De
repente deu-lhe aquela chateação de ter que ir para São Paulo. Olhou para a
valise já prontinha, que a mulher preparara e que descansava sobre uma poltrona
do escritório, e puxou um longo suspiro. Depois olhou para a passagem da Ponte
Aérea que estava em cima da mesa e sentiu um leve, um quase imperceptível
mal-estar. Afinal, tinha pouca coisa a fazer em São Paulo. Se tivesse sorte de
conseguir uma linha, talvez resolvesse tudo com o chefe do escritório de lá e
então ficaria com uma noite livre no Rio, iria para onde bem entendesse,
dormiria num hotel qualquer e não teria de dar satisfações a Mercedes, que esta
estaria crente que ele seguira mesmo para São Paulo.
Pegou
o telefone e discou “interurbano”. A voz neutra e irritante da telefonista
perguntou o que ele queria. Cruzou os dedos e pediu São Paulo, aliviado de não
ouvir em seguida aquela frase cretina: “Os circuitos estão ocupados, queira
chamar mais tarde.” Quando acabou de dar as ordens ao chefe do escritório,
sentia-se bem melhor. Ao pegar de novo o telefone, parecia muito bem disposto e
teve de se conter para não demonstrar sua alegria:
-
Mercedes? Sou eu... Já vou sim. Não sei, meu bem. Sigo agorinha para o
aeroporto e pego o primeiro que tiver lugar. Obrigado. Outro pra você.
Desligou
e ficou imaginando que era o golpe. Ir para um bar e encher a caveira?

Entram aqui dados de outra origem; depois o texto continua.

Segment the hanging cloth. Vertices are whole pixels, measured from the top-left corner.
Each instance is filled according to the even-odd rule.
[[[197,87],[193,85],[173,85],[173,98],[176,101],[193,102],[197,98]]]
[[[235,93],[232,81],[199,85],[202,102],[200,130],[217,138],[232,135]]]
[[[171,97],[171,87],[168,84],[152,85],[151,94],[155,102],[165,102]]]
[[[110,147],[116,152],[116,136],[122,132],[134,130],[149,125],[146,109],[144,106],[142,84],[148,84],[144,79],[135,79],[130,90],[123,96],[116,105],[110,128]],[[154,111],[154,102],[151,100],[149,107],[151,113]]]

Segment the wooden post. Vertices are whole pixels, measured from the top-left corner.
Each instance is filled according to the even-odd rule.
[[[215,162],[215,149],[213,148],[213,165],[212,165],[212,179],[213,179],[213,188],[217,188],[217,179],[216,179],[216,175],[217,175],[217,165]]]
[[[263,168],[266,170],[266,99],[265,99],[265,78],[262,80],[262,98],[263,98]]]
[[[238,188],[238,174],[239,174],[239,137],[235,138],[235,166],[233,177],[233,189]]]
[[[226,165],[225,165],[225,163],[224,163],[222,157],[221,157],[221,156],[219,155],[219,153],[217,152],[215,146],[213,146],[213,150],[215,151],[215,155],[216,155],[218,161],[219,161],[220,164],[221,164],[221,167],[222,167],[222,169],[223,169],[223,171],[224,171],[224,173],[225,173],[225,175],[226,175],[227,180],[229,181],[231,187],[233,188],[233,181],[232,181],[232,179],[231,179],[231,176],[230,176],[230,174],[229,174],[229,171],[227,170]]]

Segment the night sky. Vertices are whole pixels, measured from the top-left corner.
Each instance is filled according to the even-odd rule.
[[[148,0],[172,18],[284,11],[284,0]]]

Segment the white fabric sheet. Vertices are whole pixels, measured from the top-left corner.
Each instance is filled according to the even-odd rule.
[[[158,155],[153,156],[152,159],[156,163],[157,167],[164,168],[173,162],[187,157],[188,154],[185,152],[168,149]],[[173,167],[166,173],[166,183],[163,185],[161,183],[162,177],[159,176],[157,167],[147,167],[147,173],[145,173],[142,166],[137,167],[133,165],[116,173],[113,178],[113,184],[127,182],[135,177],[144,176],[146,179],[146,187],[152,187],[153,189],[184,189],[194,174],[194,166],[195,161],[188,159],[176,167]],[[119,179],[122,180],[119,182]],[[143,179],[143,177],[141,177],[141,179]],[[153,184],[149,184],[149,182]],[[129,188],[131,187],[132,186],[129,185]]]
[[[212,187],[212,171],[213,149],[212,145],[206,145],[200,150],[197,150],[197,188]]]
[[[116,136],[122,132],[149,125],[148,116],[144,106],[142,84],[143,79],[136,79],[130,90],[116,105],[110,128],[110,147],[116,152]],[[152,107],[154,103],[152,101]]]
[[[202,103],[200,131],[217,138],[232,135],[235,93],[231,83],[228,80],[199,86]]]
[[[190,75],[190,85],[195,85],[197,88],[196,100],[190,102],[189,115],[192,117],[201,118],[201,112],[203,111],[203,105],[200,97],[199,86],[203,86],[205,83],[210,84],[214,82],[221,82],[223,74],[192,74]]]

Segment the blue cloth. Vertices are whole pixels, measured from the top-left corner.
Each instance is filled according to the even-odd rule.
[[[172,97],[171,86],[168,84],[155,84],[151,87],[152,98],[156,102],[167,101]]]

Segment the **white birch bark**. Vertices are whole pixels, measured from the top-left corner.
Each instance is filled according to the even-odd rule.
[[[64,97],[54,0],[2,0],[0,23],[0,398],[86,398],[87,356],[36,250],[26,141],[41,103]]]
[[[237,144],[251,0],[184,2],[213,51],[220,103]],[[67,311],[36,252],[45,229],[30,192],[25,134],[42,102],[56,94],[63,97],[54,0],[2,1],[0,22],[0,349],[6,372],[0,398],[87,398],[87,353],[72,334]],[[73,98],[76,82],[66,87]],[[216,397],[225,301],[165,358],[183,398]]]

Telefonar para uma daquelas desajustadas de sempre? Ia optar pela segunda
hipótese, quando se lembrou que já era um pouco tarde e mulher avulsa que se
preze não continua avulsa depois que a tarde cai. O jeito era sair por aí...
Mas novamente o telefone entrou em cena. A campainha soou e ele ouviu a voz do
Augusto:
- Seu
passe está livre para um pagode?
Aquilo
caía do céu: - Puxa, Augusto... Você encaixou na horinha. Imagine que eu ia
para São Paulo e resolvi não ir... Mal telefonei para Mercedes... Acabei de
ligar, dizendo que ia, mas disposto a ficar por aqui mesmo.
-
Ótimo! – exclamou o Augusto. – Pois eu estou de cacho aí com uma pequena bem
razoável. Ela me avisou que tem uma amiguinha sobrando, coisa fina, e pediu que
eu levasse um amigo.
- Tô
nessa boca – berrou o que ia a São Paulo e não foi, achando que mais uma vez se
confirmava a sua sorte com mulher. E apressou-se: - Diga à sua amiguinha para
levar a outra que eu terei o maior prazer em desencaminhá-la.
Augusto
esclareceu que não precisava isso. Já estava tudo combinado: as duas estariam
no bar assim-assim, às tantas horas, esperando. E, a uma pergunta aflita,
tratou de tranquilizar o amigo: não conhecia a outra, mas devia ser boa sim,
porque tivera o cuidado de se informar sobre este detalhe e sua pequena
garantira que era papa-fina.
Saíram
logo que Augusto chegou no escritório. Estava tão animado que já ia esquecendo
a valise em cima da poltrona. Voltou, apanhou-a e, antes de apagar a luz,
rasgou a passagem da Ponte Aérea e jogou na cesta. “Mercedes pode ver esta
porcaria no meu bolso e vai ser fogo” – pensou. E juntou ao pensamento um
ditado de sua autoria que costumava usar sempre que se metia numa baderna:
“Marido prevenido, casamento garantido”.
Augusto
manobrou o carro e entrou na vaga com facilidade. Antes de atravessarem a rua,
apontou para o barzinho elegante da esquina, explicando que elas estavam
esperando ali. Quando entraram na sala um tanto quanto penumbrosa, a penumbra não
chegou para esconder a mulher que acenou em sua direção: - Aquela é a minha –
foi dizendo o Augusto – e a outra é a sua.
Como
se ele não soubesse que era a sua! Lá estava ela, toda fresca, no vestido
vermelho que ele financiara na véspera. Aliás, foi o ar fresco que lhe deu mais
raiva. Partiu por entre as mesas bufando e iniciou incontinenti o festival de
bolachas.
- Mas
o que é isto... Mas o que é isto? – Perguntava Augusto atônito.
Ninguém ali sabia direito por que é que ele estava
batendo, mas Mercedes sabia perfeitamente por que é que estava apanhando.